= Registered office =

Main address of a firm

A registered office is the official address of an incorporated company, association or any other legal entity. Generally, it will form part of the public record and is required in most countries where the registered organization or legal entity is incorporated. A registered physical office address is required for incorporated organizations to receive official correspondence and formal notices from government departments, investors, banks, shareholders, and the public, in most countries in the world.

==In the United Kingdom==
In the United Kingdom, the Companies Act 2006 requires all companies to have a registered office. Documents may be served on companies by delivery to the registered office address as recorded at Companies House. A registered office address is required for incorporated organizations to receive official correspondence and formal notices from government departments, investors, banks, shareholders, and the public. The registered office address does not have to be where the organization conducts its actual business or trade, and it is not unusual for law firms, accountants or incorporation agents to provide the registered office address service. A company's registered name must be visible to the public at its registered office, although there is an exception for people running a business from their home.

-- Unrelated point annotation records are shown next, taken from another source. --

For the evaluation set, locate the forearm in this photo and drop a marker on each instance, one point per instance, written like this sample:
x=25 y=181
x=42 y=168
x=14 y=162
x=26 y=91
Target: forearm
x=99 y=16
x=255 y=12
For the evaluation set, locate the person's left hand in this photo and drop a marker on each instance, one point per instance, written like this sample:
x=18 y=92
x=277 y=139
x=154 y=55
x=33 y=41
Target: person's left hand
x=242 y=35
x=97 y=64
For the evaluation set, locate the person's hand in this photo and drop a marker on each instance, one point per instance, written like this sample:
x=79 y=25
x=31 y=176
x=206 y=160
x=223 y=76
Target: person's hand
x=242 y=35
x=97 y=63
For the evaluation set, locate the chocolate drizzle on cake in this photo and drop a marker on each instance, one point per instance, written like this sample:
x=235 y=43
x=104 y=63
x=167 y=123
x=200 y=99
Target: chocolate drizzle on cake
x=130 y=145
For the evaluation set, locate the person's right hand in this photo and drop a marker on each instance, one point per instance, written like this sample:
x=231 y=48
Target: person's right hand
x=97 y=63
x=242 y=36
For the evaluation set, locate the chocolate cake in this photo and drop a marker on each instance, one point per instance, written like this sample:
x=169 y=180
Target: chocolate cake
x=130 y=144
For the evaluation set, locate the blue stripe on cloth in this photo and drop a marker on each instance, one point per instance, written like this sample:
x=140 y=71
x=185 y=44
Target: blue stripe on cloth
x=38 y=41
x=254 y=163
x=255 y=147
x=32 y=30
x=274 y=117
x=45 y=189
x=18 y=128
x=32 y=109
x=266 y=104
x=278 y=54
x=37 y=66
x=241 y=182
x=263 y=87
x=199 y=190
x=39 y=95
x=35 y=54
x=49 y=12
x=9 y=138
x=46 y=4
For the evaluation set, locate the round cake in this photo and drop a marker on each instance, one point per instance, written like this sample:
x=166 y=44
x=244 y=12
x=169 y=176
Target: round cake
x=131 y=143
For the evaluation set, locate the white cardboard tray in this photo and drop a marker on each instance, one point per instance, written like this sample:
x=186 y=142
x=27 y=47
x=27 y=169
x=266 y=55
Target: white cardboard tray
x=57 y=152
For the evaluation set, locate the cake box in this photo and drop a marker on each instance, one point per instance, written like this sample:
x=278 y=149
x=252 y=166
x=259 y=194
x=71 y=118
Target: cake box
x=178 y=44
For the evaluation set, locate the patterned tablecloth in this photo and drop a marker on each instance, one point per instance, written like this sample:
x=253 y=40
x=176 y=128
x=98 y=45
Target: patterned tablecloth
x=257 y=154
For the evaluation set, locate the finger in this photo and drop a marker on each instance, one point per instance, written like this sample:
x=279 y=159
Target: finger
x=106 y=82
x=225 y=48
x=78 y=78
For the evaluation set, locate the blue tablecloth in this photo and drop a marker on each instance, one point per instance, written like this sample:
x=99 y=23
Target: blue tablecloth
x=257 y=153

Companies must include their registered office address on all communications, such as letters, and on their websites.

A company's statutory records previously had to be kept at the registered office and available for public inspection; since 1 October 2009, it has been possible for companies to designate a single alternative inspection location (SAIL) as a place to keep their records which must be available for public inspection. Since June 2016, private companies can elect to keep certain records on the central register which is held and published by Companies House, instead of maintaining their own registers.

A company must indicate in which of the United Kingdom's three jurisdictions its registered office is to be located: England and Wales, Scotland, or Northern Ireland. Companies incorporated in Wales may elect for their registered office address to be recorded as in Wales rather than in England and Wales. Under regulations implemented in the UK on 1 October 2009, company directors may now also use a registered office address instead of their private home address for contact on the Companies House register.

==Other countries==

In many other countries, the address with which a company is registered must be where its headquarters or seat is located, and this will often determine the subnational registry at which the company must be registered.

=== India ===
In India, Section 12(1) of the Companies Act, 2013 mandates all companies to have a registered office within 15 days of incorporation. Additionally, companies are required to have a signboard or painted name and registered address outside every office in a conspicuous location.

=== Ireland ===
In Ireland, section 50 of the Companies Act 2014 requires every company to maintain a registered office in the state. The address must be a physical location to enable people to visit the company's registered office for document and register inspection purposes, and also to enable document delivery by hand.

=== Singapore ===
In Singapore, section 142 of the Companies Act 1967 requires every company to maintain a registered office within Singapore from the date of incorporation. The office is the address to which communications and notices may be sent and must be open and accessible to the public for at least three hours during ordinary business hours on each business day. ACRA states that changes to the registered office address or office hours must be reported within 14 days.

A company's registered office is distinct from a contact address, which applies to individual position holders such as directors and company secretaries. A contact address is displayed in ACRA's public records and may be used instead of the individual's residential address, subject to ACRA's requirements.